So there are “kids, don’t do drugs” lectures, and then there are “kids, don’t do drugs” lectures (like Tolstoy’s “Why Do Men Stupefy Themselves”–an absolute classic).
I grew up Mormon, which meant that the Word of Wisdom (Section 89 of the Doctrine and Covenants, a book of LDS scripture) formed the bedrock of my attitude towards ‘mind-altering’ substances. While I’m no longer strictly observant, I’ve still never smoked (anything!) or even tasted coffee, and never have developed a special taste for any kind of alcohol–a sip of wine’s alright, I guess, but doesn’t knock my socks off.
Well, I wrote recently about finishing George Oppen’s Selected Letters. This past week, I’ve been going back through the book, typing up my notes on the letters and organizing the extracts that I think will be of use in my dissertation. Just today I re-read a letter from Oppen to his niece Aubrey Degnan-Sutter (probably written in October 1964) that is probably one of the best “kids, don’t do drugs” messages I’ve ever read.
Aub:
Mary says you phoned — in evangelical mood [Apparently she was inviting them to come visit her and, among other things, try marijuana]. I answer by letter not for formality nor even for emphasis, but only because I spend so much time at a desk, and do have to change the subject occasionally, so that it is easier to write than to phone. And here are the things I would say, duly numbered:
1. One gets rather well occupied by the time one is 56, and there is simply not time for major excursions. I mean – I really don’t have time.
2. I fight automatically and fiercely against derangement of the senses, and have been consciously doing so since I was nineteen. [This is a key age, and a bit heartbreaking, when you know Oppen’s biography and background. As a teenager, a few weeks before he was due to graduate from the military academy he had attended for high school, Oppen was the driver in a car accident in which one of his passengers was killed. He was driving drunk. After the accident he was expelled from school, and his family sent him to travel in Europe briefly before coming back to the US and finishing high school.] As witnessed by the first poem in Discrete Series, by the fly leaf of The Materials, and will be again on the fly leaf of This in Which: ‘ . . the third path, the arduous path of appearance’
3. That covers some forty years; a considerable momentum. We’re committed, Mary and I, as artists, and therefore very seriously, to the common, the un-doped, the un-staged, the plain and ordinary daylight. Whatever we see now, we’ll see that way – or fight to do so.
4. I believe we can’t be astonished by any hallucination whatever. Whereas we are totally astonished by daylight, by any brick in a brick wall we focus on.

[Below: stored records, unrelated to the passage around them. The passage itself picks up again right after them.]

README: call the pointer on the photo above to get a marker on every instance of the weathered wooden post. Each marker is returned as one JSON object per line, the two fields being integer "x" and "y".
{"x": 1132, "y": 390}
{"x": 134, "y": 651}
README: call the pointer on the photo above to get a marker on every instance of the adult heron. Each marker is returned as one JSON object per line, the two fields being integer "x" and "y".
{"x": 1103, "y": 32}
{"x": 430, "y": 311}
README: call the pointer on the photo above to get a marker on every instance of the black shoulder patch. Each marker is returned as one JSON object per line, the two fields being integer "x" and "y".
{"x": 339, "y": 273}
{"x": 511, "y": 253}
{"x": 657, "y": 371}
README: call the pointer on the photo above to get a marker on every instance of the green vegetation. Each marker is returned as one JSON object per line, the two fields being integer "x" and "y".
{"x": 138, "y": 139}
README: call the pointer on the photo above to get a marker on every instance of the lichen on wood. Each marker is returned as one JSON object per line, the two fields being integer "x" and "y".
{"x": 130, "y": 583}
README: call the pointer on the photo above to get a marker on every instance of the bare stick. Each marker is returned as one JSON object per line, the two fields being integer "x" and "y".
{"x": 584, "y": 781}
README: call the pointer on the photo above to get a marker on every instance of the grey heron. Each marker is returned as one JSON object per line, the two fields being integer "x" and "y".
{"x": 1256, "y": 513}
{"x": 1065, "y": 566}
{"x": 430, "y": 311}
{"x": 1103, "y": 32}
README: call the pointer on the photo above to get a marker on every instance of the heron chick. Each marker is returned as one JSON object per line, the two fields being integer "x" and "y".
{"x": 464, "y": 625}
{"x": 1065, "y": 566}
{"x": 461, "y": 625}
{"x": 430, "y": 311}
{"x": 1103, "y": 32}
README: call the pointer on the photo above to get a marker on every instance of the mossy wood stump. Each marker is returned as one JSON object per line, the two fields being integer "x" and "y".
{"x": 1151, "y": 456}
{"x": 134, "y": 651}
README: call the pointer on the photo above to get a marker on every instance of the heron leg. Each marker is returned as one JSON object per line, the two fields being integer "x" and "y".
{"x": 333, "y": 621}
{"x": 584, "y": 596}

5. And astonishment – which is a form of stubbornness – is the core of our lives.
I speak only for us. It’s O K. Not for us. Eventually not for you either. Bon Voyage, and keep us in sight, waving avuncular and auntly handkerchiefs on the pier and talking to each other about old times.
And really, really do not get hooked; i.e., don’t try narcotics at all. But I’m sure you know that. And don’t escalate marijuana. It’s serious; we can give you horrendous reports from the Mexican hospitals, if you need them. We saw.
George
Is that not the best DARE newsletter you could ever imagine? When my kids turn 12 [or whatever age kids start doing drugs 15-20 years from now], I’ve putting a poster of this up in their rooms. Oppen apparently also wrote a letter to his daughter Linda with a one paragraph “report on the commerce between me and marijuana” in which he tells her
I do not in the least like it; I continue to believe that I know my actual size, and my actual size seems to me to be an essential part of the matter, as it seems to me that the whole point of anything is that it is as it is. We fall again and again into the idea of higher realms, other spheres, higher and dimmer heavens in which wonderful things will happen and all doubts be answered. But I think in this way we answer the doubt before it is felt, and solve the mystery before we have encountered it. The mystery is that there is something for us to stand on
This closing phrase echoes closely the concluding passage from Oppen’s tremendous poem “World, World–” the last poem in his collection This in Which, which ends:
‘Thought leaps on us’ because we are here. That is the fact of the matter.
Soul-searchings, these prescriptions,Are a medical faddism, an attempt to escape,
To lose oneself in the self.The self is no mystery, the mystery is
That there is something for us to stand on.We want to be here.
The act of being, the act of being
More than oneself.
The next book would be Of Being Numerous.